The Dandy vs. the Disgrace
Jerry Lewis, George Steinbrenner, and Richard Nixon are three personalities I could never resist when they appeared on TV. The inverted charisma of these men - their transparent and blustery attempts at concealing massive insecurities behind public personas - lent them an accident-waiting-to-happen aura I found particularly compelling. I just didn't want to avert my gaze, lest I miss that final moment when layers of obnoxiousness sloughed away to reveal the quivering mass of childhood trauma running the show. Watching Lewis's telethon clowning Steinbrenner's obsessive firing and rehiring of managers, or Nixon declaring, "I am not a crook" - these were my precusors to today's reality shows, the main draw being a public nervous breakdown. I may be wrong, but I'm betting on Sarah Palin as the next big thing in this genre.
There are moments in Frost/Nixon in which director Ron Howard captures Frank Langella’s Nixon in just such a state of rawness. All the actors I've seen play Nixon - Anthony Hopkins, Philip Baker Hall, Dan Hedaya, Rip Torn - have delivered meritorious performances. But Langella's is the one that truly fascinates, because it so thoroughly captures the pathos and inner desolation lurking underneath the familiar mannerisms and intonation.
The film, adapted from the stage play, recounts the circumstances surrounding the 1977 series of interviews of Nixon by David Frost, three years after the president had resigned in disgrace over Watergate. Frost offered Nixon $600,000 for the gig, topping an offer from CBS and putting himself at financial risk. None of the networks would buy the program, so Frost, in an unprecedented move, was forced to syndicate it.

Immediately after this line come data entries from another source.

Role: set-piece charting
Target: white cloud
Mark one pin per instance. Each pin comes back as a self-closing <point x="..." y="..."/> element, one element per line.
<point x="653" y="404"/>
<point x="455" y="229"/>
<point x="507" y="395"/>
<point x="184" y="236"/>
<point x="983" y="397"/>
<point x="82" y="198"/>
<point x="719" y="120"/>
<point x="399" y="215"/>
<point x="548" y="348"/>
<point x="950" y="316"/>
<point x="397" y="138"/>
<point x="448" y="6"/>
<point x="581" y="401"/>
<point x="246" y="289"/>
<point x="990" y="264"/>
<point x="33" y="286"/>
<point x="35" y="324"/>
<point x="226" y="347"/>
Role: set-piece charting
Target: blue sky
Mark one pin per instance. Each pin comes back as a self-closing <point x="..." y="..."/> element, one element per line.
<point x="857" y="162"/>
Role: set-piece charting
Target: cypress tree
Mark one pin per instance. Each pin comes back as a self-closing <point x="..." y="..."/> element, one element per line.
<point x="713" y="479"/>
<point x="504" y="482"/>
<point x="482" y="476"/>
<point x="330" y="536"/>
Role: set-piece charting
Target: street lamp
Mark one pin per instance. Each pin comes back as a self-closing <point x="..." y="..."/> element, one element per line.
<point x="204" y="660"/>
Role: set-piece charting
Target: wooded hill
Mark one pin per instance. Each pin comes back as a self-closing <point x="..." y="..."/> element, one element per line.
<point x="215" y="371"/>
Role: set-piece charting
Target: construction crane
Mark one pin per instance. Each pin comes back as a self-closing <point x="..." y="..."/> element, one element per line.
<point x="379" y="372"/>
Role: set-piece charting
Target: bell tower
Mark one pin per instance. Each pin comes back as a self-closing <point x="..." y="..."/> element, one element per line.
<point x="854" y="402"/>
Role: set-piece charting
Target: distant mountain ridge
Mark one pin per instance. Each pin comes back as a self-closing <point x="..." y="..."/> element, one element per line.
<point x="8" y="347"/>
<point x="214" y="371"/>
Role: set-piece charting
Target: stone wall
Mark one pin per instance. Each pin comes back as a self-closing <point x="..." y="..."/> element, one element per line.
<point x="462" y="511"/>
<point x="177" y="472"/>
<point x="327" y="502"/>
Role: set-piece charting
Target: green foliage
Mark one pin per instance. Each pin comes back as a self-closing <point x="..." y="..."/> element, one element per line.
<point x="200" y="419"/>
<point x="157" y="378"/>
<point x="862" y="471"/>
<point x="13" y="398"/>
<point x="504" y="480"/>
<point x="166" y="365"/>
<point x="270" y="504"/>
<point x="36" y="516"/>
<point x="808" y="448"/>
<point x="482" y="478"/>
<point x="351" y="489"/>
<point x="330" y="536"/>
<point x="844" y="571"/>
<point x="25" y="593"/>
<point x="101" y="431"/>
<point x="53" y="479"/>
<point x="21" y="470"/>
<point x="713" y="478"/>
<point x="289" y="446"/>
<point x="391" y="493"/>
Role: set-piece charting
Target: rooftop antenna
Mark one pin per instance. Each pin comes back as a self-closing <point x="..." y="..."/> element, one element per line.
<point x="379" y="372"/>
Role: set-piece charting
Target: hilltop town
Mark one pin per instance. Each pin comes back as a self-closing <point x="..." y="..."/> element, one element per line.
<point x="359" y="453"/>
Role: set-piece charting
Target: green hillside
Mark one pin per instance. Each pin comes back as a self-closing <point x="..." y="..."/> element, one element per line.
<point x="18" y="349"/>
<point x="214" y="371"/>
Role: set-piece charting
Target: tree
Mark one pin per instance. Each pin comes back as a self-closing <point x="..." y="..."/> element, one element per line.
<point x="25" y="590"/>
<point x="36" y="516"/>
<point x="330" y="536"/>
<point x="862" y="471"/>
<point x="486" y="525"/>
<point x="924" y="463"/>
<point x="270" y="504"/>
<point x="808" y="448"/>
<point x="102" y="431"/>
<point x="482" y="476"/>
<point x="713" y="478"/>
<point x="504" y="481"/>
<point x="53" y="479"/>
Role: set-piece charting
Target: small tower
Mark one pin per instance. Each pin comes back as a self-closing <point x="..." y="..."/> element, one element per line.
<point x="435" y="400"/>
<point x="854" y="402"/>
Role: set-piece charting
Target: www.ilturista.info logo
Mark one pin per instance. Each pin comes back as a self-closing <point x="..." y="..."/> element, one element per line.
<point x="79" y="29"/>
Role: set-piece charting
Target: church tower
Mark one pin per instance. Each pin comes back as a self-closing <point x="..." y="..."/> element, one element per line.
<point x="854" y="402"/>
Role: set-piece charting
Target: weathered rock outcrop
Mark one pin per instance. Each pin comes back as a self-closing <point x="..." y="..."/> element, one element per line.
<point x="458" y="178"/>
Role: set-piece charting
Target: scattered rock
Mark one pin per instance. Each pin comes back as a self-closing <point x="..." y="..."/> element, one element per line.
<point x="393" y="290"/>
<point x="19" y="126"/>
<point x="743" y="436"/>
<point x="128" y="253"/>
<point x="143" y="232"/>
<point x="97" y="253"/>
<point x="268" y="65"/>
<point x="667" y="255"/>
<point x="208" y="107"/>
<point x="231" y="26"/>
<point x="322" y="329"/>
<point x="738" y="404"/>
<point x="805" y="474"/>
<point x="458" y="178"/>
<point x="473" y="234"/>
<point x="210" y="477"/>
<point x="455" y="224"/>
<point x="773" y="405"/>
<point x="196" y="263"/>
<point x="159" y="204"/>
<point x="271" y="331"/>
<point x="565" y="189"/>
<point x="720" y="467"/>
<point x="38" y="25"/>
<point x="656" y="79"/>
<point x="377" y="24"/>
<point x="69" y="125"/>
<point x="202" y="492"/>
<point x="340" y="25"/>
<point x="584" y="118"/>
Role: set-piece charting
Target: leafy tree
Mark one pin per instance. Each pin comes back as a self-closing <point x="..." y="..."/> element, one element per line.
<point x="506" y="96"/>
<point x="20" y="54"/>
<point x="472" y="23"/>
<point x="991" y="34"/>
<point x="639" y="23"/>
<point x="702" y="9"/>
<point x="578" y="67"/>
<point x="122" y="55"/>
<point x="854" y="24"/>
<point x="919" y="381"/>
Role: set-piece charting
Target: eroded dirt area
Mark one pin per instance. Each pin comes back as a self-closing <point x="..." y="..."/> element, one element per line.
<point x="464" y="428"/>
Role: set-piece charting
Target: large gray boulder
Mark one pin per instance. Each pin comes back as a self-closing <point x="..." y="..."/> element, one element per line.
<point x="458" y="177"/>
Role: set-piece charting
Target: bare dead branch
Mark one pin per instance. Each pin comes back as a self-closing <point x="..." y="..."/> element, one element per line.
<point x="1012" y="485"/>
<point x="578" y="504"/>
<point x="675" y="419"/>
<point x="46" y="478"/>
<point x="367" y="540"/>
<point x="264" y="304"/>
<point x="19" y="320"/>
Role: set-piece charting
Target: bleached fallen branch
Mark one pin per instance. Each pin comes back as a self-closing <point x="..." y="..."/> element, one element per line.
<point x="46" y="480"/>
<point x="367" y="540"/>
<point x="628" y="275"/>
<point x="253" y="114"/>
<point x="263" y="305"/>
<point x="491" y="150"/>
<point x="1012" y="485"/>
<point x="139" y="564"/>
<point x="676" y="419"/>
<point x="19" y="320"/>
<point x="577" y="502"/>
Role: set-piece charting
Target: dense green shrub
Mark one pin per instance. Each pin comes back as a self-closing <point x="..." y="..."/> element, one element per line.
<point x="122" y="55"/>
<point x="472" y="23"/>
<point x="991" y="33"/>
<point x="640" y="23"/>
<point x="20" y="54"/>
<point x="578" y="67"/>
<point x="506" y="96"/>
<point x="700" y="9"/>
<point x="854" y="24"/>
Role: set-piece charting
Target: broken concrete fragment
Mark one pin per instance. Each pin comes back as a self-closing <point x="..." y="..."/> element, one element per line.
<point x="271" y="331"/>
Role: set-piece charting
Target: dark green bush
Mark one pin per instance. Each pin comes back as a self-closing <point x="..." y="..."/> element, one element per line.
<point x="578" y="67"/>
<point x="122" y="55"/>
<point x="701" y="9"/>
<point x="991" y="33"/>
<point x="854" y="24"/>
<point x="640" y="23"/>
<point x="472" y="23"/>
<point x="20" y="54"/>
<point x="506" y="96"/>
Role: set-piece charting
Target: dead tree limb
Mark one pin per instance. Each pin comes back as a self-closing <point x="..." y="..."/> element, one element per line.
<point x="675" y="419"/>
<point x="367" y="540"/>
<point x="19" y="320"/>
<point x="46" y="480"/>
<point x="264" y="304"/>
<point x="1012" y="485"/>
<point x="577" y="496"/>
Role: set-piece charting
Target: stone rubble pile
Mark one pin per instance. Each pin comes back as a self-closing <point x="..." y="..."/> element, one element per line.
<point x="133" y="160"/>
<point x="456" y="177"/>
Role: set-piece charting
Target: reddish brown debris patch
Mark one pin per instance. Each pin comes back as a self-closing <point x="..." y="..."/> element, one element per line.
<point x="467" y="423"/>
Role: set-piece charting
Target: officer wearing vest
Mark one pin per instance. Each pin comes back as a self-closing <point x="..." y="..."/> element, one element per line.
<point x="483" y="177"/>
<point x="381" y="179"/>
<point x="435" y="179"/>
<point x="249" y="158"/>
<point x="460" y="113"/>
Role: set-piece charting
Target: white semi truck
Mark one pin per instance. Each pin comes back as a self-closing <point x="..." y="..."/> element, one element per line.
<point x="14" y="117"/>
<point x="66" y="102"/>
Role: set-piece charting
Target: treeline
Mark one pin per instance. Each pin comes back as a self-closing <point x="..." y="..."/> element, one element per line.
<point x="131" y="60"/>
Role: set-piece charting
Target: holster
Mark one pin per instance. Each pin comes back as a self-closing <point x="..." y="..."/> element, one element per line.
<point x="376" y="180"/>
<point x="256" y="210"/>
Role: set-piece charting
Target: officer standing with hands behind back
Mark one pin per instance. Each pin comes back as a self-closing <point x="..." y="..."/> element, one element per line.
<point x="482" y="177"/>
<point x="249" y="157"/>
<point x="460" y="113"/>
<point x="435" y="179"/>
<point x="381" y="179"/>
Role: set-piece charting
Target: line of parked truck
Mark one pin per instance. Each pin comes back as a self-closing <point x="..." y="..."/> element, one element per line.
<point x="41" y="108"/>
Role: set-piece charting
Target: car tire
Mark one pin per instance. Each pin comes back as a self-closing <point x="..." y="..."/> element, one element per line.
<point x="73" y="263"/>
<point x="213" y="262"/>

Because Howard does such a terrific job of setting up what's at stake for the participants, the film builds formidable tension. Frost at the time was considered a celebrity interviewer, a lightweight. "I spent yesterday afternoon watching you interview the Bee Gees," his producer, skeptical of his boss's ability to pull off the hard-news coup, admonishes him. But Frost, played by Michael Sheen (Tony Blair in The Queen) as having a keen intelligence beneath the frothy exterior, wants to use the event as a springboard for a comeback in America, where his show had been cancelled. Meanwhile, Frost's researchers, James Reston and Bob Zelnick (Sam Rockwell and Oliver Platt), see the event as a chance to put the liberal bete noire Nixon on trial, bringing him to justice in a way that Gerald Ford's pardon had precluded.
Nixon, of course, has the biggest fish to fry. He wants to exonerate himself and rehabilitate his reputation. Both the Nixon and Frost teams think Frost will be no match for Tricky Dick. “After this you can even move back east,” says his aide, Jack Brennan (Kevin Bacon). “Frost is not in your intellectual class,” exudes another flunkie. “It’ll be a big wet kiss.”